Learning the symbolism necessarily means learning the development of the symbol, and its rich layers. You can't know that ex nihilo, you have to learn it. Some symbols are easy - everyone knows what a wheel is, and thanks to some popular TV shows, we also know what a wheel of fortune is. Some you win, some you lose. Knowing its origin will simply add to our depth. Some symbols are far more difficult, not to say impossible to interpret without learning them. What is a camel doing on the Priestess card? What is the triple cross the Hierophant is holding? Why is the Emperor seated as he is? Or take colour symbolism: why is the High Priestess wearing blue? Why is the figure in the 3 of Wands wearing red and green? These were not random choices by the creators, and cannot be interpreted randomly (unless, to come back to my earlier analogy, we read tarot as rorsach ink spots). Now, the colour of the High Priestess's gown might or might not be relevant in any one reading - that's where your intuition kicks in - but if you don't know its link to Isis and to the Virgin Mary, or to the receptive principle, then you will always miss it, and always project your own idea of "blue". So you are, by definition, limiting your readings if you limit your learning of the tarot.

And alongside all that learning, we have to add, like for the violin, many hours of practice reading the cards, and exercising your skills in a variety of ways.


Rebecca: I hear you on the Golden Dawn. However, if you are to rely on a Golden Dawn pack (any one of them - and most modern packs are derived from GD), then studying their symbolism, philosophy and world-view, all embodied in the cards, starts to become necessary after working with the cards for a while if you want to keep improving. Maybe you want to explore a tradition that is not seeped in esoterica?

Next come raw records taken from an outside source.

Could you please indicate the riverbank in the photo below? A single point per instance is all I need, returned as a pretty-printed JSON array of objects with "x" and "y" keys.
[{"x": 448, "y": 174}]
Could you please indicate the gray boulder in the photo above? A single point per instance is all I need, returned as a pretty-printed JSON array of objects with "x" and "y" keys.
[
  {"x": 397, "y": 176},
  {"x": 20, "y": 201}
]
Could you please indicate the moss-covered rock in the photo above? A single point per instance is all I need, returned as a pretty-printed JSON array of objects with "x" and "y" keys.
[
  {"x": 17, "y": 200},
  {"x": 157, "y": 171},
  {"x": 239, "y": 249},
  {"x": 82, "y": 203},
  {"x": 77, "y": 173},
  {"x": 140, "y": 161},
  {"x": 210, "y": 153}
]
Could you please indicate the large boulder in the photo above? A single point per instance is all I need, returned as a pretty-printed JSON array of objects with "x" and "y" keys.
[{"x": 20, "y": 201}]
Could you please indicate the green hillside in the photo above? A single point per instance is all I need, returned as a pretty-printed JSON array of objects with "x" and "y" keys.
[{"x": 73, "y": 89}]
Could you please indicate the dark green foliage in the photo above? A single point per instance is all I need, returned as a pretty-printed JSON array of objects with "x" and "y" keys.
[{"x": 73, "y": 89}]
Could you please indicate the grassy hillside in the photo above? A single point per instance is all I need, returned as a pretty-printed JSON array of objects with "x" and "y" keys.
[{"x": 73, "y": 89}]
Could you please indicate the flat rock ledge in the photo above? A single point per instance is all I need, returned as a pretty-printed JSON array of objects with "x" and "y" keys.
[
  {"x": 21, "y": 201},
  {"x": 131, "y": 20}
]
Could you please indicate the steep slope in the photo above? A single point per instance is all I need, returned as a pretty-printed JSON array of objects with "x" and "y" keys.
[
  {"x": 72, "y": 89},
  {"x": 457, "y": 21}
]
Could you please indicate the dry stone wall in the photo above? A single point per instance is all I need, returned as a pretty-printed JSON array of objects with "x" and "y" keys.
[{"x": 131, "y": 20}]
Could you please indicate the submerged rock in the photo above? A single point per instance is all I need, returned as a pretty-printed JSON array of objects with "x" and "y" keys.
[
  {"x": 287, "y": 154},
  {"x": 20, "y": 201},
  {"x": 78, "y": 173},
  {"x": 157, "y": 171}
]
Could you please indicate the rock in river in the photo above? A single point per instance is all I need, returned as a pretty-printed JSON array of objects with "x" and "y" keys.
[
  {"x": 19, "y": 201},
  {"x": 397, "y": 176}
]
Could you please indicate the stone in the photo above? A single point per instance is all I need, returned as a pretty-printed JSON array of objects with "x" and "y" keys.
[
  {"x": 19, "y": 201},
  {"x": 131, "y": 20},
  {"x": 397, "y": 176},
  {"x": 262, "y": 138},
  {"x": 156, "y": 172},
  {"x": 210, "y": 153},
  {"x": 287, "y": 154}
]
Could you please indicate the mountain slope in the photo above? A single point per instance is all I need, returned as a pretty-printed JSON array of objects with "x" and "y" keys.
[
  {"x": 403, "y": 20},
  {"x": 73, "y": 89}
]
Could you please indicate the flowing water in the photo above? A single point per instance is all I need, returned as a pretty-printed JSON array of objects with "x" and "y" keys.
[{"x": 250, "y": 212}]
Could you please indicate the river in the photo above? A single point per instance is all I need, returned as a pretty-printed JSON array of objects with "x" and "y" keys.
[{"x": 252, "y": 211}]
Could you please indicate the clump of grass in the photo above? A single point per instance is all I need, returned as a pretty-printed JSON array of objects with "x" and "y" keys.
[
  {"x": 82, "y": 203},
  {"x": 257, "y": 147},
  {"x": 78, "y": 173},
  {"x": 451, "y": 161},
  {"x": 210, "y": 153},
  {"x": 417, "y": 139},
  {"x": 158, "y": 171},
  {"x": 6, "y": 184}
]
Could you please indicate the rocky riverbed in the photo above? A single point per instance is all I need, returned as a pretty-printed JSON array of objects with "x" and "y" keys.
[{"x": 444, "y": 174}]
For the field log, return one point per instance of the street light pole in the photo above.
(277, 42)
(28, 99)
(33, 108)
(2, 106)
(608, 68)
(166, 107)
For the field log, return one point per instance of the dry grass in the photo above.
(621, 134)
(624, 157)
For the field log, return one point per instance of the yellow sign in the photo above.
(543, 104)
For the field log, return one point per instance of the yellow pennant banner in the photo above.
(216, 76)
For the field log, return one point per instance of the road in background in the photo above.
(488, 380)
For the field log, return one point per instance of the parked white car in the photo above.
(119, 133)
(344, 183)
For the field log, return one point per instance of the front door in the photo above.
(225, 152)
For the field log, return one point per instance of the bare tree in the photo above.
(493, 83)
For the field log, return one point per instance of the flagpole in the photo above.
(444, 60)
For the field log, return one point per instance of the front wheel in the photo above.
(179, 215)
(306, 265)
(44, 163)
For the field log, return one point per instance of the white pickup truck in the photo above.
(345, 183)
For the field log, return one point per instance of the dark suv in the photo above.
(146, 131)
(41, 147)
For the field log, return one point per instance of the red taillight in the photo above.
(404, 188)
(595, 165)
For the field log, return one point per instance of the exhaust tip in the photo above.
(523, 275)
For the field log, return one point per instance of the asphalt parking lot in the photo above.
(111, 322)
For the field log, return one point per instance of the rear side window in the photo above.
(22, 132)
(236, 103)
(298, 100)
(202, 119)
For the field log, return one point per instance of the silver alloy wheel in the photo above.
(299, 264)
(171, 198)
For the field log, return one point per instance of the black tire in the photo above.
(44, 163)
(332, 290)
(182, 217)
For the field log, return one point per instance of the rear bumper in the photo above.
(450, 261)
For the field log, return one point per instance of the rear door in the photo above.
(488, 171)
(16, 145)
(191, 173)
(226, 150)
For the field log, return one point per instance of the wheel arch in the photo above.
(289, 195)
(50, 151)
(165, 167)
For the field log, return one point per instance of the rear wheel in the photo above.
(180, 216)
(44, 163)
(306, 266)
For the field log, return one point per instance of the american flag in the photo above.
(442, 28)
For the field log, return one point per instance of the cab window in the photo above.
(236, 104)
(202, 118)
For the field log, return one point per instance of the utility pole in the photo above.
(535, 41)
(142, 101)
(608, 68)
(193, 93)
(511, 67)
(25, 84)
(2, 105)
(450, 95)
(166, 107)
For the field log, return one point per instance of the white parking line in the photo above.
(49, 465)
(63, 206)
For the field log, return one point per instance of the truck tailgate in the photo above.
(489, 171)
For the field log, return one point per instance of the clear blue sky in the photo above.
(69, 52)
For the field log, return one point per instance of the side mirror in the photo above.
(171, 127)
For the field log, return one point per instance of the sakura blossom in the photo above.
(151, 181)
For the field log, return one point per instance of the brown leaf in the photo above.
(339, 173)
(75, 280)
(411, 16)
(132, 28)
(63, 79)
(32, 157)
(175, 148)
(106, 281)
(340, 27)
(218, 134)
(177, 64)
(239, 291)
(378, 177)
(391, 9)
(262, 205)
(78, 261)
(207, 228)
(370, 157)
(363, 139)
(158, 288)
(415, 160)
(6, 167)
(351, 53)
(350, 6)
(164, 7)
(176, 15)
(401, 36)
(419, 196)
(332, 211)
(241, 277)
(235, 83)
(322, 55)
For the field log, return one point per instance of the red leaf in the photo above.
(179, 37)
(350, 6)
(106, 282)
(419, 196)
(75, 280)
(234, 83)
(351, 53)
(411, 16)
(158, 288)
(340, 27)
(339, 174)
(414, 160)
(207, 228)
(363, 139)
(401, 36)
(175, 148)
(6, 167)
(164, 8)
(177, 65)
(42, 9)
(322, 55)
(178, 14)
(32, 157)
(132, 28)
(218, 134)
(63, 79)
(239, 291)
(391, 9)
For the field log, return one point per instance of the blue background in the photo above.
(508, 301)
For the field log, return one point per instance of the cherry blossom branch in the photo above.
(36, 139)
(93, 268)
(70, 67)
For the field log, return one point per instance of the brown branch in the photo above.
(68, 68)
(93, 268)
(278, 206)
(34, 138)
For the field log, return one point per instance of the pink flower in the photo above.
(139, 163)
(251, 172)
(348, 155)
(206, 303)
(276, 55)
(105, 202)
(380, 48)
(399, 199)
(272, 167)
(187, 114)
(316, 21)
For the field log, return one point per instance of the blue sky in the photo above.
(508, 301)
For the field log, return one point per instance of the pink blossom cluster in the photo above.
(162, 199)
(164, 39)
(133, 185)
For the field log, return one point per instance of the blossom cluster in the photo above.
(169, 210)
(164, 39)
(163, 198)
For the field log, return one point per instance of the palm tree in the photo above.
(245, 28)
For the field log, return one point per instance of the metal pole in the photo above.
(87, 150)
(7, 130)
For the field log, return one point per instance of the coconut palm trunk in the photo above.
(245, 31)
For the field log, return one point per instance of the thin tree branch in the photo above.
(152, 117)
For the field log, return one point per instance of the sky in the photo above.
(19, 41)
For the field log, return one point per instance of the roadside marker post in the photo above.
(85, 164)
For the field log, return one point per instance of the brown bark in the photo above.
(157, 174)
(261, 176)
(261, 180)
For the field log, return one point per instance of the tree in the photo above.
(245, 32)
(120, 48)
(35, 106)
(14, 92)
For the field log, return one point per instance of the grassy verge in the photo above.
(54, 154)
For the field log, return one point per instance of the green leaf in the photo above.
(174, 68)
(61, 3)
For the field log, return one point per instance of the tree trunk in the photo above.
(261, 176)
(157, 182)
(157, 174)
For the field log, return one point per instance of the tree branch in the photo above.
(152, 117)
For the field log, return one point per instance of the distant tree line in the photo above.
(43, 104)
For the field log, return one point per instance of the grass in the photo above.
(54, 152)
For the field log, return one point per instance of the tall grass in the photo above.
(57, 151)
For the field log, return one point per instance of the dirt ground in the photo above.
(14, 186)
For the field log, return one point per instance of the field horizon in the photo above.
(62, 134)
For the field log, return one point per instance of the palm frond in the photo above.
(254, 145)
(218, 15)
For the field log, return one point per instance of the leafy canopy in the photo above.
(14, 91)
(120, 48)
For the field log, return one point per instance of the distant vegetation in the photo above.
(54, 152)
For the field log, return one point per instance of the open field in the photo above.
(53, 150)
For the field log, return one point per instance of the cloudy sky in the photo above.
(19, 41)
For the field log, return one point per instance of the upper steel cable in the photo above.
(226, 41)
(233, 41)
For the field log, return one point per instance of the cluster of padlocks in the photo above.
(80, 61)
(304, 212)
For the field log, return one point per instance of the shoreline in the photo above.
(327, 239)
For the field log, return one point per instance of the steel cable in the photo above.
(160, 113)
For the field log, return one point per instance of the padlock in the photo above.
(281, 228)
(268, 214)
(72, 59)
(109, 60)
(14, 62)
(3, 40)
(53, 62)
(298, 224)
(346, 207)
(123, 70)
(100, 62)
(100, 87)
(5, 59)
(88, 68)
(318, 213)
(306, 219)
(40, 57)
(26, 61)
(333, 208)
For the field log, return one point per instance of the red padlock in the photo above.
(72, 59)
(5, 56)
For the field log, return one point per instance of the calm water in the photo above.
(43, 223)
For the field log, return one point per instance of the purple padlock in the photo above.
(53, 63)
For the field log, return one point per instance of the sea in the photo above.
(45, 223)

Rachel Pollack, a favourite author of mine, wrote wonderfully about the different types of reading in Forest of Souls, using the music analogy. Some people, she wrote, read like jazz players - they improvise, riff and take the cards to all sorts of levels, following their imagination and intuition. These are fabulous readers - we all know a few! - but they are trained, just as well and as seriously as the more conventional type of reader. To come back to the violin analogy - Jean-Luc Ponty knows his instrument and music every bit as well as Itzakh Perlman, and he didn't rely on his intution alone to become a great jazz violinist.
 

jmd

There's something of Scion's post that also reminds me of another thread (again related to learning and the manner in which decks provide for their own direction). Fudugazi's (and others') musical analogies also reminded me of this:It's great to have a read and consider the various points raised hereon - though I do not have much to add at this stage :)
 

DarkWolven1980

yes you have a good point but the history of tarot is so covered up in nonsense and myth that it is nonexistent as of it being fact the symbolism was lost as soon as the cards left their creators mind and became cards in actuality spreads impede the readers view of what is there and cloud the reading some have realized this and that's why they are able to use other objects instead of just cards
 

gregory

Quite a few people have raised issues around MEANING lately and this is a fabulous thread that merits a bump.